Allogeneic stem cell transplantation for severe acquired aplastic anaemia using a fludarabine‐based preparative regimen

• Published in: British journal of haematology Vol. 133; no. 6; pp. 649 - 654
• Main Authors: Resnick, Igor B., Aker, Memet, Shapira, Michael Y., Tsirigotis, Panagiotis D., Bitan, Menachem, Abdul‐Hai, Ali, Samuel, Simcha, Ackerstein, Aliza, Gesundheit, Benjamin, Zilberman, Irina, Miron, Svetlana, Yoffe, Luba, Lvovich, Alex, Slavin, Shimon, Or, Reuven
• Format: Journal Article
• Language: English
• Published: Oxford, UK Blackwell Publishing Ltd 01.06.2006; Blackwell
• Subjects: Adolescent; Adult; Anemia, Aplastic - therapy; Antilymphocyte Serum - therapeutic use; Biological and medical sciences; Child; Cyclophosphamide - therapeutic use; Female; fludarabine; Graft vs Host Disease - prevention & control; Hematologic and hematopoietic diseases; Hematology; Hematopoietic Stem Cell Transplantation - methods; Humans; Immunosuppressive Agents - adverse effects; Immunosuppressive Agents - therapeutic use; Leukemias.
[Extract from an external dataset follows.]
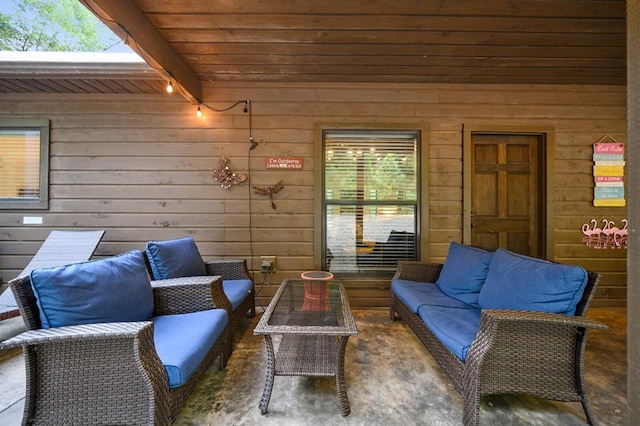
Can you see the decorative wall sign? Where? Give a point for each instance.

Malignant lymphomas. Malignant reticulosis. Myelofibrosis; Male; Medical sciences; Middle Aged; Mucositis - chemically induced; non‐myeloablative HSCT; Opportunistic Infections - etiology; Pilot Projects; Quality of Life; severe aplastic anaemia; Transplantation Chimera; Transplantation Conditioning - methods; Treatment Outcome; Vidarabine - analogs & derivatives; Vidarabine - therapeutic use; Antineoplastic agent; non-myeloablative HSCT; Purine nucleotide; Hematology; Acquired; Stem cell; Aplastic anemia; Hematopoietic cell; Homograft; Hemopathy; Non myeloablative treatment; Fludarabine; Antimetabolic; Bone marrow failure; severe aplastic anaemia; Graft; Fluorine Organic compounds
• ISSN: 0007-1048; 1365-2141
• DOI: 10.1111/j.1365-2141.2006.06084.x

Summary We reviewed our experience in the treatment of 13 patients with severe acquired aplastic anaemia, using a newly developed non‐myeloablative regimen consisting of fludarabine (total dose 180 mg/m2), cyclophosphamide (total dose 120 mg/kg), and antithymocyte globulin (total dose 40 mg/kg). All except one patient received multiple transfusions and had failed prior immunosuppressive treatment. Twelve out of 13 patients achieved sustained engraftment. One patient was not evaluable for engraftment because of early death on day +10. None of the patients developed graft failure. Mucositis of mild‐to‐moderate severity was the only observed regimen‐related toxicity. The cumulative incidence of acute graft‐versus‐host disease (GvHD) grade II–IV and III–IV was 8·3% and 0%, respectively. With a median follow‐up period of 45 months, the 5‐year overall survival probability was 84%. Eight out of 11 surviving patients have been followed for more than 1 year and only one developed limited chronic GvHD. All patients enjoy a normal life style, with a Karnofsky score of 100%, and all except three, followed for 3, 5 and 6 months respectively, are free of any immunosuppressive medication. The results of this study look promising, while prospective clinical trials may be required to confirm the benefits of this regimen as an alternative to existing protocols.